Rüger has spent those six years working the Music City club scene, playing 80s and 90s rock with a few country covers mixed in. Since her time on The Voice, she’s been back to her home state for some shows, performed in New York and Las Vegas, and launched a Kickstarter campaign to fund production of an EP.
“So what can your fans expect to hear on the new record once it’s finished?” I asked.
“A rockin’ album with just a splash of country,” Megan said, noting that she was running low on marinara. “It’s a little different from what they may have heard me do, but it’s still definitely me.

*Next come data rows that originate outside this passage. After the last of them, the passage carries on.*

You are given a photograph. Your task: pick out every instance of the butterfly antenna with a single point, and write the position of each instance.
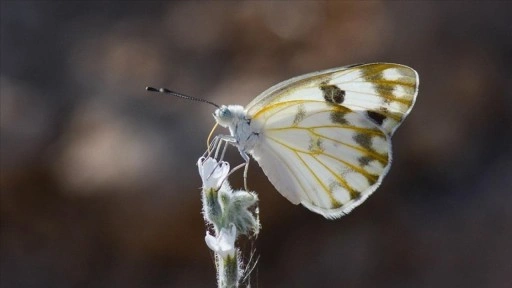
(167, 91)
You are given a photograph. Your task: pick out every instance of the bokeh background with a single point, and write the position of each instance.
(99, 186)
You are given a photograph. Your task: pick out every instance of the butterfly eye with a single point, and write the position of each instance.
(223, 116)
(224, 113)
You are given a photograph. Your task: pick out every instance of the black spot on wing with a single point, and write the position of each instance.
(376, 117)
(338, 116)
(333, 94)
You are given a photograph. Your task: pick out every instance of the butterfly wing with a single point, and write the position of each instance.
(324, 137)
(383, 92)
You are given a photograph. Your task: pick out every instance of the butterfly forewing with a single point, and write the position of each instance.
(382, 92)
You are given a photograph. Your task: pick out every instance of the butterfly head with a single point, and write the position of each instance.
(227, 115)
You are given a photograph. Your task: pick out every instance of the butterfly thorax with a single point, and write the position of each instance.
(235, 118)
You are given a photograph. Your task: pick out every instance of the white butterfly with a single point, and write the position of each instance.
(324, 139)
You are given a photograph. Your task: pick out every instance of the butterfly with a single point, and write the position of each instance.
(323, 139)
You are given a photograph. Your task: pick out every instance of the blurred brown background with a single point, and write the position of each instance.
(99, 186)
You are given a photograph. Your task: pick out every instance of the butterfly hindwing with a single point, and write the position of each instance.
(381, 92)
(322, 155)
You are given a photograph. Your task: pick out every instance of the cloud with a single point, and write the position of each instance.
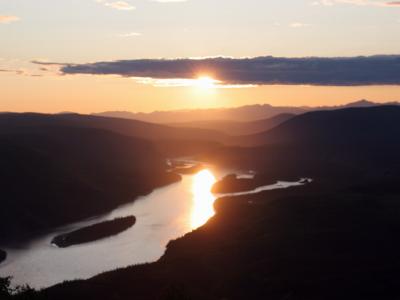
(339, 71)
(8, 19)
(120, 5)
(358, 2)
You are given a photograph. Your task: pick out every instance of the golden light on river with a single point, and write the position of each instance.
(203, 199)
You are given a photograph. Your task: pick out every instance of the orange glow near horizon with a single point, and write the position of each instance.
(206, 82)
(203, 199)
(87, 94)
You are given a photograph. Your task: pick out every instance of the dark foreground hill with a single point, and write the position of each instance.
(362, 141)
(336, 238)
(169, 140)
(55, 175)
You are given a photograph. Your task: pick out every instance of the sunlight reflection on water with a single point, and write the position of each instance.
(203, 198)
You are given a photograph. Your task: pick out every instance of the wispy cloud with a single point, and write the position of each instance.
(340, 71)
(119, 5)
(4, 19)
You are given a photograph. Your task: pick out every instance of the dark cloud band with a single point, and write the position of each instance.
(341, 71)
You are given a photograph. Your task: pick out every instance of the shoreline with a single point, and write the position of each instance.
(94, 232)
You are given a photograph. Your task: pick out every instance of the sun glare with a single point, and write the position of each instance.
(203, 206)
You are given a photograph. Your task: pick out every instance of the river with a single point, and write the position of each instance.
(165, 214)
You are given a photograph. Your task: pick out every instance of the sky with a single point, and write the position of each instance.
(145, 55)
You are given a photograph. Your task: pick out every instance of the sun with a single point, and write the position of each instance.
(206, 82)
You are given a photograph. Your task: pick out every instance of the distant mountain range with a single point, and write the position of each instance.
(238, 114)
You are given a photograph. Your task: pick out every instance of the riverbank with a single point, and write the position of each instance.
(294, 243)
(94, 232)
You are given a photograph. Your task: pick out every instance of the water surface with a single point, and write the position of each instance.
(165, 214)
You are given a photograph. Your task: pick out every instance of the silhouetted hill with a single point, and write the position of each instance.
(237, 114)
(345, 125)
(237, 128)
(55, 175)
(171, 141)
(336, 238)
(323, 142)
(94, 232)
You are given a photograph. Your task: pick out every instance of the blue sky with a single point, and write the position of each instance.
(84, 31)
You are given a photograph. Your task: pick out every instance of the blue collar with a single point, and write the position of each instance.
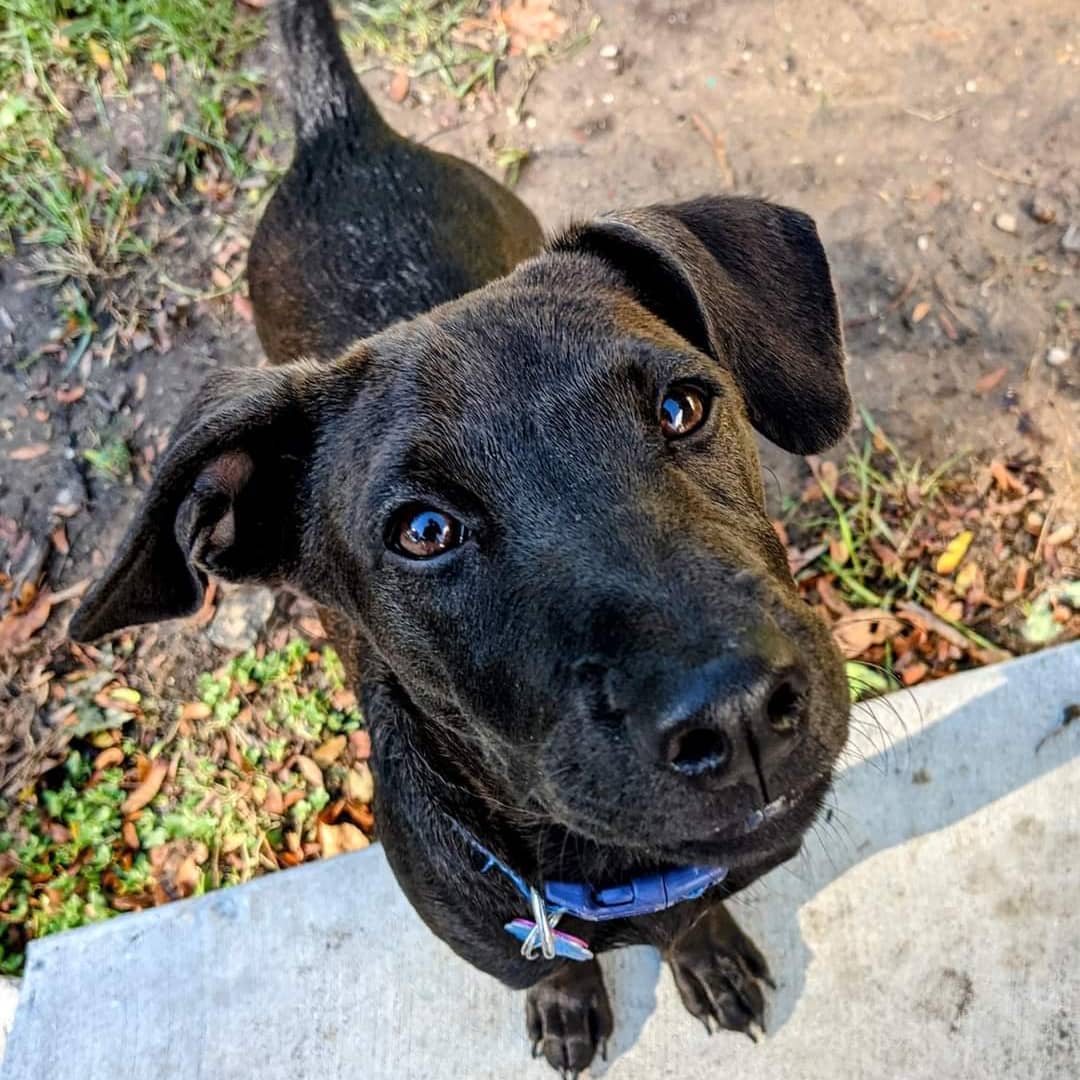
(642, 895)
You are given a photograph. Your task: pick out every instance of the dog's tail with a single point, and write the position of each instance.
(323, 86)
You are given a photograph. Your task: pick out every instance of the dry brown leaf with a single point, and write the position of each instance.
(397, 90)
(70, 395)
(859, 631)
(108, 757)
(147, 790)
(194, 711)
(309, 770)
(28, 453)
(529, 23)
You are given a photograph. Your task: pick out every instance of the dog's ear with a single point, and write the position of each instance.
(227, 499)
(747, 282)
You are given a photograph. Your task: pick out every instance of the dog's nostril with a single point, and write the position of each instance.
(699, 751)
(784, 706)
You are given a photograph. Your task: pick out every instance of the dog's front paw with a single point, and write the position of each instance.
(718, 971)
(569, 1017)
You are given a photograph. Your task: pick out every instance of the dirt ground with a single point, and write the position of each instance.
(934, 144)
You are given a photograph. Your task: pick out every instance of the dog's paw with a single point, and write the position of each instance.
(569, 1017)
(719, 971)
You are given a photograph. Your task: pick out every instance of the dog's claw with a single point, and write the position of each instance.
(569, 1018)
(717, 970)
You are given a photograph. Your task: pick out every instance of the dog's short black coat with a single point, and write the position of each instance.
(434, 352)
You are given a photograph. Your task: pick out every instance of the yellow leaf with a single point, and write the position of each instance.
(967, 578)
(99, 55)
(953, 555)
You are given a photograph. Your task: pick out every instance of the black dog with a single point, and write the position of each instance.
(536, 520)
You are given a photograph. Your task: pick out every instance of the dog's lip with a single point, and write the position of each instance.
(757, 818)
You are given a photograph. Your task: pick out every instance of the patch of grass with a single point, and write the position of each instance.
(266, 769)
(81, 212)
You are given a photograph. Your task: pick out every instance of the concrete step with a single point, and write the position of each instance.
(931, 929)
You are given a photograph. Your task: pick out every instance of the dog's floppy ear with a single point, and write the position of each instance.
(747, 282)
(227, 499)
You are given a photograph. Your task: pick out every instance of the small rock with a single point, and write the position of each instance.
(1063, 535)
(1007, 223)
(1041, 211)
(240, 617)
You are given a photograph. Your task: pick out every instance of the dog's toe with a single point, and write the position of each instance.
(569, 1017)
(718, 972)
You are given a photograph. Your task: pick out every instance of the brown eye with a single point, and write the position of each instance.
(682, 410)
(424, 532)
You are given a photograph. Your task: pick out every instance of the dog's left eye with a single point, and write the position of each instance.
(423, 532)
(683, 409)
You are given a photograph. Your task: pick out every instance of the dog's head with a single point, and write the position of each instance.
(542, 509)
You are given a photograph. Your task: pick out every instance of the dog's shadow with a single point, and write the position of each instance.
(916, 766)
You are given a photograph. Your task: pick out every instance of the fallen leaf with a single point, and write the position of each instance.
(337, 839)
(914, 673)
(98, 55)
(329, 751)
(28, 453)
(530, 23)
(147, 790)
(856, 632)
(108, 757)
(953, 555)
(1004, 478)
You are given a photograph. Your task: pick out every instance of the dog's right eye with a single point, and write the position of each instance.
(422, 531)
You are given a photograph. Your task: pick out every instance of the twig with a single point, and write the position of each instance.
(956, 634)
(1002, 175)
(934, 118)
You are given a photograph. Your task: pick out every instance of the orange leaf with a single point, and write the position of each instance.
(28, 453)
(856, 632)
(147, 790)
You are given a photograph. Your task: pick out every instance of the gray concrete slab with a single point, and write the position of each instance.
(931, 929)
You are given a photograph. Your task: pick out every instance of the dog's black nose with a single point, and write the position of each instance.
(733, 717)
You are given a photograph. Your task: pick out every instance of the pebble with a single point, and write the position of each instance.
(240, 617)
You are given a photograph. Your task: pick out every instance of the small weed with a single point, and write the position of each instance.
(242, 793)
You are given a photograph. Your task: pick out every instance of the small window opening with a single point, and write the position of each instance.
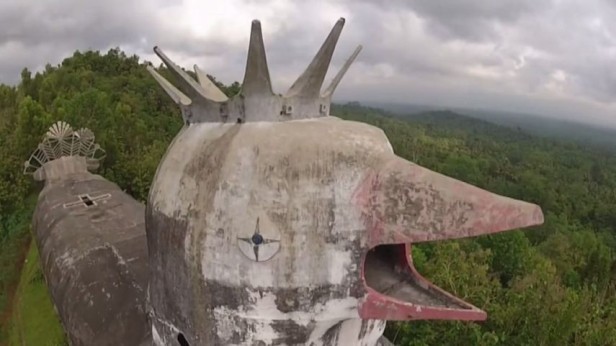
(182, 340)
(87, 201)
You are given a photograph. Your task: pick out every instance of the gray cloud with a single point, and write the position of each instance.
(548, 56)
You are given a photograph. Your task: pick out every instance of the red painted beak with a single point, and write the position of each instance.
(404, 203)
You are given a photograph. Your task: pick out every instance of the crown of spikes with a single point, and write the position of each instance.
(202, 101)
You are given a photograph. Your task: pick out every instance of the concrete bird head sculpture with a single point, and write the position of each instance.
(270, 222)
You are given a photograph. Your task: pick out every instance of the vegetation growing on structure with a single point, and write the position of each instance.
(554, 284)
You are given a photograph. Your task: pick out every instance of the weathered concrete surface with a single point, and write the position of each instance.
(203, 102)
(326, 192)
(271, 223)
(94, 257)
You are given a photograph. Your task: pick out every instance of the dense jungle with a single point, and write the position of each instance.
(548, 285)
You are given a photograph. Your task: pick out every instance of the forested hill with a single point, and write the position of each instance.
(550, 285)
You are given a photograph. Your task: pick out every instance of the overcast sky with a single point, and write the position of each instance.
(553, 57)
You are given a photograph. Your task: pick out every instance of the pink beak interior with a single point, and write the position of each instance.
(404, 203)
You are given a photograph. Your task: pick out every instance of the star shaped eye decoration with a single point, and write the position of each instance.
(259, 247)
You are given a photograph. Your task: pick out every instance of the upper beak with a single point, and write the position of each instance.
(404, 203)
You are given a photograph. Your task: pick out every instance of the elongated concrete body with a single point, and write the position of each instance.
(93, 250)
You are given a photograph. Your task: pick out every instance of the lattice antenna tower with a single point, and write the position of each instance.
(61, 140)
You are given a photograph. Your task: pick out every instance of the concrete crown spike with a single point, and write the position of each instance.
(334, 83)
(256, 78)
(212, 91)
(309, 83)
(190, 86)
(176, 95)
(256, 100)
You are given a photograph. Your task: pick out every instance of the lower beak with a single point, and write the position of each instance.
(396, 291)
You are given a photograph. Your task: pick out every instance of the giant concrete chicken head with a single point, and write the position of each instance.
(270, 222)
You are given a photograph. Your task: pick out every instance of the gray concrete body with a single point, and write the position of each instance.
(323, 193)
(94, 258)
(213, 184)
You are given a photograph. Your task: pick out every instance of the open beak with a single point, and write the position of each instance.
(404, 203)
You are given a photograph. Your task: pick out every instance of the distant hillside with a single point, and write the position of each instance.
(544, 126)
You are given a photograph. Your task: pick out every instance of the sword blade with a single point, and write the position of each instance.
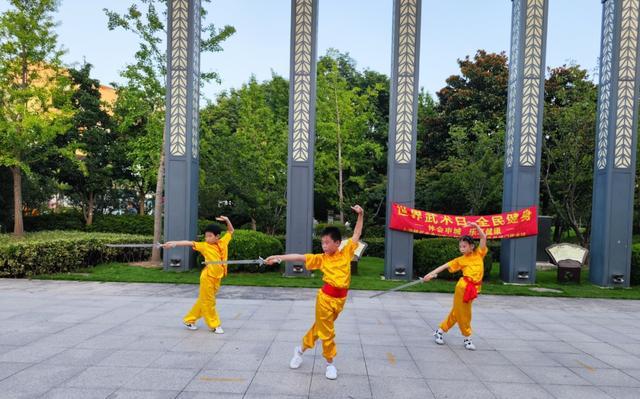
(258, 261)
(400, 287)
(132, 245)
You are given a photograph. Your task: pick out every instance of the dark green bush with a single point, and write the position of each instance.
(249, 244)
(64, 251)
(125, 224)
(635, 264)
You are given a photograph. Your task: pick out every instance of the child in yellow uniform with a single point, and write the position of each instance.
(335, 265)
(213, 248)
(472, 265)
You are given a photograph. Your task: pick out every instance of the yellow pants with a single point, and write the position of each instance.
(327, 310)
(460, 313)
(205, 306)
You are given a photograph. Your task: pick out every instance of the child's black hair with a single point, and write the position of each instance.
(213, 228)
(332, 232)
(468, 239)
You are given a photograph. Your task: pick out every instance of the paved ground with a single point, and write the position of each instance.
(110, 340)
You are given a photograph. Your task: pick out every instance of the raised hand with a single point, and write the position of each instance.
(273, 259)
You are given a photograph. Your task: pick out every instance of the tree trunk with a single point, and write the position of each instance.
(141, 197)
(18, 225)
(340, 193)
(157, 210)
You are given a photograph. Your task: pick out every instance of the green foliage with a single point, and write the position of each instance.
(245, 166)
(568, 148)
(635, 265)
(124, 224)
(86, 167)
(63, 251)
(34, 90)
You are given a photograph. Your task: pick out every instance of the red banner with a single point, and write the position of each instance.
(520, 223)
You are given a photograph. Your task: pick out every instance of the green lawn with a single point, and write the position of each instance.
(368, 278)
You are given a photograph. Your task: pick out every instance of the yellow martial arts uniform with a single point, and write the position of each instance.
(336, 271)
(472, 267)
(210, 279)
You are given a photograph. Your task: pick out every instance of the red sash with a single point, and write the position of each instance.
(471, 291)
(334, 292)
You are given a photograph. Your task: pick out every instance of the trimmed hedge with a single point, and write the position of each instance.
(249, 244)
(429, 253)
(317, 230)
(64, 251)
(125, 224)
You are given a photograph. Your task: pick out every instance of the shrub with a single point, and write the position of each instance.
(57, 251)
(429, 253)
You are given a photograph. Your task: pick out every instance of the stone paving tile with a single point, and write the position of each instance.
(117, 340)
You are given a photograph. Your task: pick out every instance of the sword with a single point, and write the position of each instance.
(156, 245)
(258, 261)
(397, 288)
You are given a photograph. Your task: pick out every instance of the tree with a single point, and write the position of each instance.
(87, 169)
(148, 75)
(460, 139)
(33, 91)
(477, 94)
(568, 148)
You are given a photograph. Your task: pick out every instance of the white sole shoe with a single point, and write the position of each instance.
(296, 360)
(439, 337)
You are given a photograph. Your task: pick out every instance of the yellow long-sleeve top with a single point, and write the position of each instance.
(336, 268)
(215, 252)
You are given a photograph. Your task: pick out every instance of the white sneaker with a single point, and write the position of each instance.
(332, 372)
(439, 337)
(468, 344)
(296, 360)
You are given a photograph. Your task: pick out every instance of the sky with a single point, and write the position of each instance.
(451, 29)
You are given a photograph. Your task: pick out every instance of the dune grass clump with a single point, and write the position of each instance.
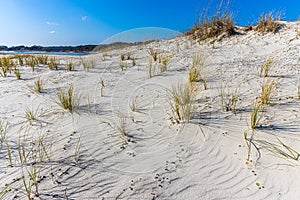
(53, 65)
(32, 155)
(87, 63)
(268, 23)
(164, 63)
(153, 53)
(67, 99)
(17, 73)
(122, 125)
(267, 91)
(70, 66)
(257, 109)
(42, 59)
(229, 98)
(3, 139)
(195, 73)
(181, 100)
(6, 65)
(151, 69)
(217, 26)
(37, 87)
(265, 69)
(299, 92)
(30, 115)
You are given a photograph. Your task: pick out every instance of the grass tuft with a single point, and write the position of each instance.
(53, 65)
(67, 99)
(181, 102)
(218, 26)
(267, 91)
(265, 69)
(268, 23)
(153, 54)
(256, 114)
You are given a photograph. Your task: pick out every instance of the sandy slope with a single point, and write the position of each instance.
(203, 159)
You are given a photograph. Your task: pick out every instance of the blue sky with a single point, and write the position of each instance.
(75, 22)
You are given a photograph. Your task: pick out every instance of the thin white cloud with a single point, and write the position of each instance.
(84, 18)
(52, 23)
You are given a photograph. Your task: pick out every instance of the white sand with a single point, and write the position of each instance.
(203, 159)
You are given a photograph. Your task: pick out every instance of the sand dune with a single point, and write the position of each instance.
(158, 159)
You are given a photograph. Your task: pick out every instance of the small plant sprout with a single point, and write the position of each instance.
(53, 65)
(265, 69)
(153, 54)
(70, 66)
(133, 104)
(122, 57)
(181, 102)
(17, 73)
(299, 91)
(195, 73)
(164, 62)
(268, 23)
(88, 63)
(67, 99)
(133, 62)
(121, 125)
(32, 156)
(267, 91)
(102, 87)
(151, 69)
(77, 150)
(30, 115)
(37, 87)
(3, 138)
(256, 114)
(123, 65)
(229, 98)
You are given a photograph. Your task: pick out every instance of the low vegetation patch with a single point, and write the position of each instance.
(218, 26)
(67, 99)
(268, 23)
(181, 102)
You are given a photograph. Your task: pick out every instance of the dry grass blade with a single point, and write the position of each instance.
(267, 91)
(268, 23)
(67, 99)
(256, 115)
(181, 102)
(153, 54)
(265, 69)
(218, 26)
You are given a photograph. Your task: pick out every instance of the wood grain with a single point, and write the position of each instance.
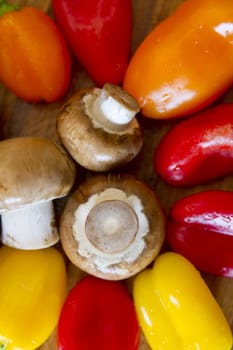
(19, 118)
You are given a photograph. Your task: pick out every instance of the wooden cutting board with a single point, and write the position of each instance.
(19, 118)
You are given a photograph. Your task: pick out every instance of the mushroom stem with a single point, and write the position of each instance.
(31, 227)
(112, 107)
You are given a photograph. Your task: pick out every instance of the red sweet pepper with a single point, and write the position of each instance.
(200, 228)
(99, 34)
(198, 149)
(35, 62)
(98, 314)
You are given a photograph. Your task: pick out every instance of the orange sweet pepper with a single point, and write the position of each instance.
(35, 63)
(185, 63)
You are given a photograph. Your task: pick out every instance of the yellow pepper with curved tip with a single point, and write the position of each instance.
(32, 292)
(176, 309)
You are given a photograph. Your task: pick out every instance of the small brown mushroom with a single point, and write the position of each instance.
(99, 129)
(33, 172)
(112, 226)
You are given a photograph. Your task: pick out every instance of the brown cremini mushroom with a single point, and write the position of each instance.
(99, 129)
(112, 226)
(33, 172)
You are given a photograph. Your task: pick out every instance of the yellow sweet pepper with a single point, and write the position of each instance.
(175, 308)
(32, 292)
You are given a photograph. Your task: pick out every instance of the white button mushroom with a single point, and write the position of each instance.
(33, 172)
(112, 226)
(99, 129)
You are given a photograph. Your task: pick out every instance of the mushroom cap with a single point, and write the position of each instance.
(153, 239)
(93, 146)
(33, 169)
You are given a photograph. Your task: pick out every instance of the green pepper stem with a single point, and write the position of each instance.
(5, 7)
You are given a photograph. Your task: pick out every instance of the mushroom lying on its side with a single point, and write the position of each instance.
(99, 129)
(33, 172)
(112, 226)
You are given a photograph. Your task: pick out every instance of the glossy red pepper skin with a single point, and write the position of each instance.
(99, 34)
(198, 149)
(201, 229)
(98, 314)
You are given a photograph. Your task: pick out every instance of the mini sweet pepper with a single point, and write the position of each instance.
(185, 63)
(35, 62)
(198, 149)
(32, 292)
(98, 314)
(176, 310)
(99, 35)
(200, 227)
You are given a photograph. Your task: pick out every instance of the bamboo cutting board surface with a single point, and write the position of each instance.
(19, 118)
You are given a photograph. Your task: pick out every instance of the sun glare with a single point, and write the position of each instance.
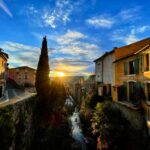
(60, 74)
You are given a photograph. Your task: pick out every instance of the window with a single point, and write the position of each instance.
(125, 68)
(131, 67)
(147, 66)
(132, 91)
(26, 75)
(148, 91)
(134, 67)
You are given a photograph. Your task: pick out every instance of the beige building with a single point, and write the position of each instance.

It will be unique to what is being played on the radio today in that I have a lot of attitude that I am not afraid to show. Especially the lyrics in one of my originals.”
“When you were on The Voice, you were often compared to Pat Benatar, Joan Jett. Do you consider them as influences?”
“Well, no one likes to be categorized or put inside a box. I’m my own person and my own singer, but I am definitely inspired by them, and Annie Wilson from Heart. I’d say my style is something like Joan Jett meets Pink, and I wonder if my downfall on The Voice wasn’t that I stood out as too different. I feel like I might have been too much for the show.”
“In what way?”
“I’m a rebel. I do like to sing Linda Ronstadt, Bonnie Raitt, and Pat Benatar, but at the end of the day, I’m Megan Rüger,” the golf-playing, Great Dane-owning, dark chocolate-indulging, and shark and alligator-fearing singer said. “There’s a lot of pressure on singers to conform because we’re constantly being judged on who we are, what we say, and what we look like, especially when you don’t fall into the category of what people want you to be.”
“And who you are is a rocker.”
“I can sing country if I want to – and you’re expected to in Nashville — but I definitely love to sing 80s rock. I’d like to bring that sound back.”
“I’d say you’re doing a good job,” I remarked. “And you seem very at ease when you’re onstage doing it.”
Megan sipped sweet tea. “When I’m on stage, I’m at peace. Everything makes sense. I’m always bouncing around, though. I never stay in the same place on stage for more than a minute. I put on a pretty intense show.”
“Indeed you do, ma’am,” said Currie, who appeared at that moment to replenish her supply of marinara sauce.